In Memo­ry of Major Józef Moneta and All True Teachers

2006

Film super 8 mm, transferred to DVD; 13’16”
Marble plate, porcelain plaque: 50 x 30 cm

The viewer walks into the project dedicated to the memory of Major Moneta through a film that looks like archive footage from the times of WWII. The action takes place “at the end of December 1939, in birch forests near Kielce,” where a partisan unit created by soldiers from a defeated cavalry squadron set up camp. This is a clear allusion to the historical figure of Major Henryk Dobrzański “Hubal”, a cavalry officer who never surrendered after the fall of the September Campaign and, together with his soldiers, went underground, or – literally to the forest – to continue their fight.
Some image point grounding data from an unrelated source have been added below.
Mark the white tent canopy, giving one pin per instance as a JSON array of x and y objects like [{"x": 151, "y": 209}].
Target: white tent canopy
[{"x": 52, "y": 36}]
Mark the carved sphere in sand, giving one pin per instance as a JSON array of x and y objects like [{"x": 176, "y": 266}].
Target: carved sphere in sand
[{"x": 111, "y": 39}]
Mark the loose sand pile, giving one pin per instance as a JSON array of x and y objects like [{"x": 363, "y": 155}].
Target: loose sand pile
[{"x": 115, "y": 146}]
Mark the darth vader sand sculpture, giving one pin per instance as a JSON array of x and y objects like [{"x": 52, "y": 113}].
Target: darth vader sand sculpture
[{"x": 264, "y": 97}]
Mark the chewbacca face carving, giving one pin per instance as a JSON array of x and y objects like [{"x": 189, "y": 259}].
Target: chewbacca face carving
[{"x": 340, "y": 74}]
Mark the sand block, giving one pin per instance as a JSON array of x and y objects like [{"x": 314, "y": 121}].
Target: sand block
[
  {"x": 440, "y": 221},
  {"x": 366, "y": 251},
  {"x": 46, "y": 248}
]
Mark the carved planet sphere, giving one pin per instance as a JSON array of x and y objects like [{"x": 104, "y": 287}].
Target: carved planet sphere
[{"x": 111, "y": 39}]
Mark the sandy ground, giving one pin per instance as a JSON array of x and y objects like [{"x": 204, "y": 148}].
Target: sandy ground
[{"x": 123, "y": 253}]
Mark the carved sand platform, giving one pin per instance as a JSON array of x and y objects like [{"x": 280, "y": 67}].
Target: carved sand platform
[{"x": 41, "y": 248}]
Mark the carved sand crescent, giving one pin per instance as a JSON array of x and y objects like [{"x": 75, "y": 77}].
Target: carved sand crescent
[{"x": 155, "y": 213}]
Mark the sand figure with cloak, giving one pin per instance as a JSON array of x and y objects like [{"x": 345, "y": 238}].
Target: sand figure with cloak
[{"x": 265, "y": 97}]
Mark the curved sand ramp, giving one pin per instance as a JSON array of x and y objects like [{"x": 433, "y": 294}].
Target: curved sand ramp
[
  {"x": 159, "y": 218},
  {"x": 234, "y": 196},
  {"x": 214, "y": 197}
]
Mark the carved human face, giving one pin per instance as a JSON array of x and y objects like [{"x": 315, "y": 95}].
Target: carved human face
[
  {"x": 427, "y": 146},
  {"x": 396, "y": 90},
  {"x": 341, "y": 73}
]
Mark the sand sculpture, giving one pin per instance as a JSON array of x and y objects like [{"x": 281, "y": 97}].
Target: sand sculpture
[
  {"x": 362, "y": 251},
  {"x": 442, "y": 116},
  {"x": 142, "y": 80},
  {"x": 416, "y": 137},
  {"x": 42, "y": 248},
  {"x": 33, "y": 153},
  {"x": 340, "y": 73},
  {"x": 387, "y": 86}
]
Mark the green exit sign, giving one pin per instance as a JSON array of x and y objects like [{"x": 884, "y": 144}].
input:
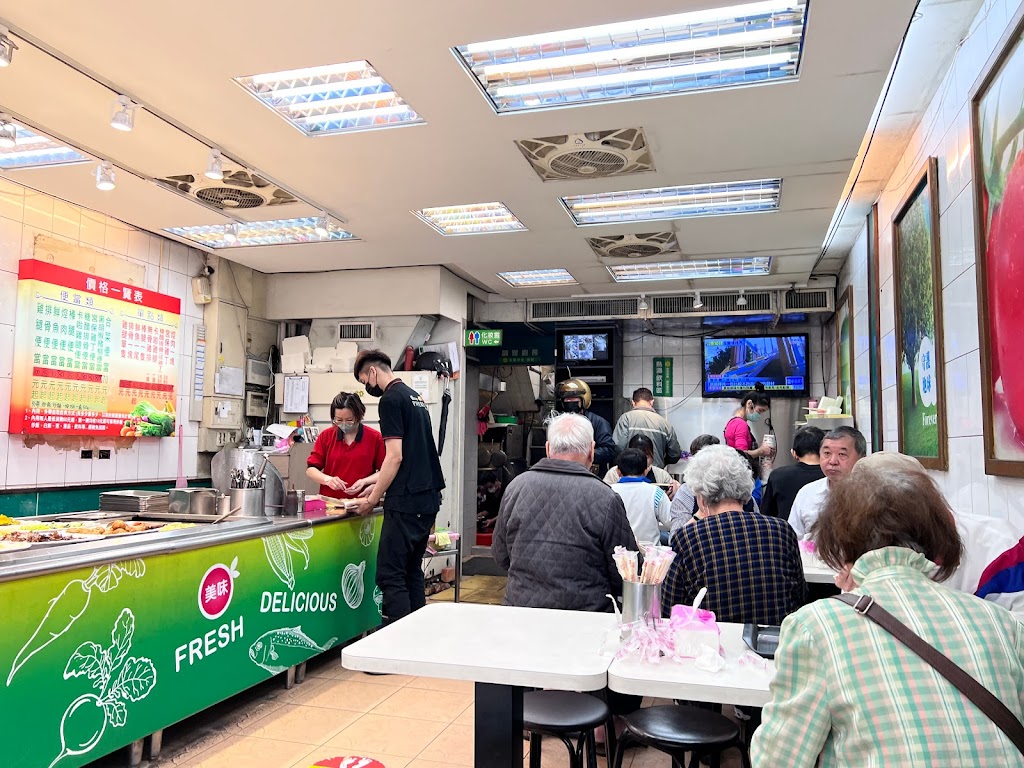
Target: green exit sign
[{"x": 483, "y": 338}]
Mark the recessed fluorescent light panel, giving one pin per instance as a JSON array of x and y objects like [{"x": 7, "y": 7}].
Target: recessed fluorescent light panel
[
  {"x": 538, "y": 278},
  {"x": 335, "y": 98},
  {"x": 279, "y": 232},
  {"x": 745, "y": 44},
  {"x": 478, "y": 218},
  {"x": 691, "y": 269},
  {"x": 33, "y": 150},
  {"x": 675, "y": 202}
]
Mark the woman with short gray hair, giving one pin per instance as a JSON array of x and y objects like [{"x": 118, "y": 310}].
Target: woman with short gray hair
[{"x": 750, "y": 563}]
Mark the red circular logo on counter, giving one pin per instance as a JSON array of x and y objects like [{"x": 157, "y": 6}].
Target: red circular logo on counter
[{"x": 215, "y": 589}]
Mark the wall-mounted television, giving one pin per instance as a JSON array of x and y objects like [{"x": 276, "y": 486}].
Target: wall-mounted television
[
  {"x": 733, "y": 365},
  {"x": 586, "y": 347}
]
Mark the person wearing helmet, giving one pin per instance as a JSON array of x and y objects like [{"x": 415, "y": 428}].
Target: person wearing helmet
[{"x": 574, "y": 397}]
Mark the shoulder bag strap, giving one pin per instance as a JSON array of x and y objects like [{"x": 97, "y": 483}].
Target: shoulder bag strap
[{"x": 992, "y": 708}]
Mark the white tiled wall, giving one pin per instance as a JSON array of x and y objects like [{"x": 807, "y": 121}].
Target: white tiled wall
[
  {"x": 25, "y": 213},
  {"x": 944, "y": 133},
  {"x": 687, "y": 412}
]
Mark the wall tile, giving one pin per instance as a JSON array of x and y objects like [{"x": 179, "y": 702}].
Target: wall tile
[
  {"x": 22, "y": 463},
  {"x": 127, "y": 463},
  {"x": 78, "y": 470},
  {"x": 148, "y": 458},
  {"x": 10, "y": 244},
  {"x": 67, "y": 220},
  {"x": 8, "y": 298},
  {"x": 960, "y": 306}
]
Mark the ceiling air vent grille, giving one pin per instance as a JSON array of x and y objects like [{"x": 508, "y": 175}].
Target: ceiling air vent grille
[
  {"x": 808, "y": 300},
  {"x": 356, "y": 332},
  {"x": 584, "y": 309}
]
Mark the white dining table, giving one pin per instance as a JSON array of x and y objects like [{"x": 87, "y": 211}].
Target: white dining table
[
  {"x": 742, "y": 684},
  {"x": 505, "y": 650}
]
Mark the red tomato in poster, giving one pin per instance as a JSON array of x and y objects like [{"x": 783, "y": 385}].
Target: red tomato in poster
[{"x": 1006, "y": 291}]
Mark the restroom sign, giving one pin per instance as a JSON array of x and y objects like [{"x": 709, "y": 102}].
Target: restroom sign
[{"x": 483, "y": 338}]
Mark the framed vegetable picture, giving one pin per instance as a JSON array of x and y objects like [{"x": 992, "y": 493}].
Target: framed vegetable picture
[
  {"x": 997, "y": 126},
  {"x": 844, "y": 349},
  {"x": 920, "y": 366}
]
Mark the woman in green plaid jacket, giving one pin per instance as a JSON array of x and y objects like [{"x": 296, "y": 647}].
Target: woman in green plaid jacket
[{"x": 849, "y": 693}]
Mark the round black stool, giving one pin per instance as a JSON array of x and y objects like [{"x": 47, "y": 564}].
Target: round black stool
[
  {"x": 565, "y": 716},
  {"x": 676, "y": 730}
]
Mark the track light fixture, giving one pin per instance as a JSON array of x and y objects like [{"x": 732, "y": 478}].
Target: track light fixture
[
  {"x": 123, "y": 118},
  {"x": 8, "y": 132},
  {"x": 323, "y": 227},
  {"x": 104, "y": 176},
  {"x": 214, "y": 166},
  {"x": 7, "y": 47}
]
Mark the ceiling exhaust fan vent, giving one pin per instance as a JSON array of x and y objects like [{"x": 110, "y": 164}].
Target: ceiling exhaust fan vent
[
  {"x": 594, "y": 155},
  {"x": 240, "y": 189},
  {"x": 356, "y": 332},
  {"x": 585, "y": 309},
  {"x": 634, "y": 246}
]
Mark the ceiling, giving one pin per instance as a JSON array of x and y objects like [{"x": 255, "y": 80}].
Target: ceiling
[{"x": 179, "y": 67}]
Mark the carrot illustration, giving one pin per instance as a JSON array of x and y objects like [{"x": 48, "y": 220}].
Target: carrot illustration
[{"x": 68, "y": 607}]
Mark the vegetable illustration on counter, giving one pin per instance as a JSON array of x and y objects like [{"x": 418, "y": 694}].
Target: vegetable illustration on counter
[
  {"x": 69, "y": 606},
  {"x": 119, "y": 679},
  {"x": 279, "y": 553},
  {"x": 351, "y": 584},
  {"x": 147, "y": 421},
  {"x": 279, "y": 649}
]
But the unit depicted in Brzeski’s film is headed by quite a different major. At first we don’t meet him; the first scene of the film shows partisans in a forest bivouac; someone’s cooking a meal, someone brings in front of the camera a sweetheart’s photo taken out of a pocket; yet another one distributes mail among his colleagues. When Major enters the stage, the amateur-styled documentary turns into oneiric phantasmagoria. The commander’s peaked hat hides not a human face, but a reptilian snout of a monster. The demonic Major begins a strange ritual; like a magician he pulls a white rabbit out of a box and slits its throat. This bloody offering is mysteriously but clearly linked with the figure of a young aide-de-camp, who at the sight of his terrible commander bolts, faints and falls down unconscious, and regains his senses only when Major Moneta completes his strange rite. Brzeski describes this incident in terms of “a lesson” given by a mentor to his younger student and subordinate; the film has its origins in the documentary space of a historical reconstruction, but it ends up in the sphere of a mysterious allegory.

Text: Stach Szabłowski / Translation: T.J.